Chinese President Xi Jinping at the Diaoyutai State Guest House in Beijing, Feb. 1.
Chinese President Xi Jinping at the Diaoyutai State Guest House in Beijing, Feb. 1. Photo: chris ratcliffe/Press Pool/European Pressphoto Agency/Shutterstock

China will amend its constitution to allow Presidents to serve more than two terms, the state-run news agency Xinhua announced Sunday. The change is momentous because it confirms Xi Jinping has become the country’s most powerful leader since Mao Zedong. He is abolishing term-limit rules and other norms that Deng Xiaoping created in the 1980s to prevent a repeat of Mao’s disastrous rule.

After taking power in 2012, Mr. Xi used an anticorruption campaign to purge rivals and concentrate power in his hands, breaking the post-Mao convention that power should be shared among a group of leaders loyal to different factions. China’s elite politics has since reverted to a winner-takes-all contest, as Deng feared. Mr. Xi has created a Mao-style cult of personality, most recently granting himself the title of lingxiu, a term for a supreme leader not used in four decades.

According to Xinhua, the decision to allow Mr. Xi to stay on after 2023 was made at a Communist Party meeting last month. The fact that it was not announced in the official report at the end of the meeting suggests the move is controversial and there is still resistance to Mr. Xi’s power grab.
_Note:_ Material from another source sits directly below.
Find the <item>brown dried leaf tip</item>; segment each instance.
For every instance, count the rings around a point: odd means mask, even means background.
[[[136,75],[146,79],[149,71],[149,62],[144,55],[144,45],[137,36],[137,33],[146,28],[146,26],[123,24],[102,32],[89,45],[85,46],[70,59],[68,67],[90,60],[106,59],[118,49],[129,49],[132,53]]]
This week the Party’s Central Committee will meet again to pick which officials will serve in important posts weeks before the country’s rubber-stamp legislature is due to meet and appoint them, again a sign of infighting.

It’s still not clear what effect Mr. Xi’s increasing power will have on economic policy. Reformist adviser Liu He was promoted to the Politburo last October and is now tipped to become a vice premier as well as governor of China’s central bank. Mr. Liu is also due to visit Washington this week to discuss tensions over the lack of reciprocity in economic relations.

But it’s worth remembering that Mr. Xi broke his previous promises to restart economic reforms over the last five years. His political drive to increase control over all aspects of society overrode Mr. Liu’s worthy agenda of giving greater scope to market forces. As the state takeover of Anbang Insurance last Friday shows, dangerous imbalances have built up in the financial system due to stimulus policies that require excessive debt, endangering China’s economic development.

Xinhua claims that Mr. Xi is leading China into a new era of prosperity and strength. But behind the facade of unity, political struggles continue. By making himself essentially President for Life, Mr. Xi has made Chinese politics more volatile and unpredictable.